ST in general with the cortex-m products tends to put a cache in front of the flash, sometimes they document it and provide enable/disable control sometimes not so it can be difficult at best to get a real performance value as the typical thing is to run the code under test many times in a loop so you can get a better time measurement. other vendors don't necessarily do this and it is much easier to see the flash wait states and get a real, worst case, timing value that you can use to validate your design. caches in general as well as pipelines make it difficult at best to get good, repeatable, reliable numbers to validate your design. So for example you sometimes cannot do the alignment trick to mess with performance of the same machine code on an st but on say a ti with the same core you can. st might not give you the icache in a cortex-m7 where another vendor might since st has already covered that. Even within one brand name though don't expect the results of one chip/family to translate to another chip/family even if they use the same core. Also look at subtle comments in the arm documentation as to whether some cores offer a fetch size as an advertised option, single or multi-cycle multiply, etc. and I'll tell you that there are other compile time options for the core that are not shown in the technical reference manual that can affect performance so don't assume that all cortex-m3s are the same even if they are the same revision from arm. The chip vendor has the source so they can go even further and modify it, or for example a register bank to be implemented by the consumer they might change it from no protection to parity to ecc which might affect performance while retaining all of arms original code as is. When you look at an avr or pic though or even an msp430, while I cant prove it those designs appear more static not tiny vs Xmega vs regular old avr as there are definite differences there, but one tiny to another.

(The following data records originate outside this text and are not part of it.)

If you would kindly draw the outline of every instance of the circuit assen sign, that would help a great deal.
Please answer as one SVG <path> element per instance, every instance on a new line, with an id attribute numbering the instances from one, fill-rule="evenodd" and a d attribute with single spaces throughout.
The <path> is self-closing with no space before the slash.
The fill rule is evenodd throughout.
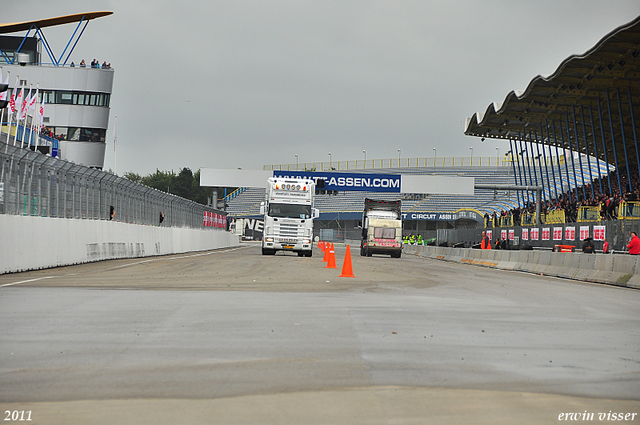
<path id="1" fill-rule="evenodd" d="M 402 213 L 403 220 L 427 220 L 427 221 L 456 221 L 462 218 L 469 220 L 483 221 L 482 215 L 475 211 L 455 211 L 455 212 L 409 212 Z"/>
<path id="2" fill-rule="evenodd" d="M 400 174 L 274 171 L 274 177 L 324 180 L 324 190 L 400 193 Z M 317 188 L 317 186 L 316 186 Z"/>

Your assumptions are a good start, there really isn't such a thing as over-optimization, more of a thing of missed optimizations, but there may be other factors you are not seeing in your assumptions that may or may not be see in a disassembly. there are obvious things that we would expect like one of the loop variables to be register based vs memory based. alignment, I wouldn't expect the clock settings to change if you used the same code, but a different set of experiments using timers or a scope you can measure the clock settings to see if they were configured the same. background tasks, interrupts and dumb luck as to how/when they hit the test. But bottom line, sometimes it is as simple as a missed optimization or subtle differences in how one compiler generates code to another, it is as often not those things and more of a system issue, memory speed, peripheral speed, caches or their architecture, how the various busses in the design operate, etc. For some of these cortex-ms (and many other processors) you can exploit their bus behavior to show a performance difference in something that the average person wouldn't expect to see.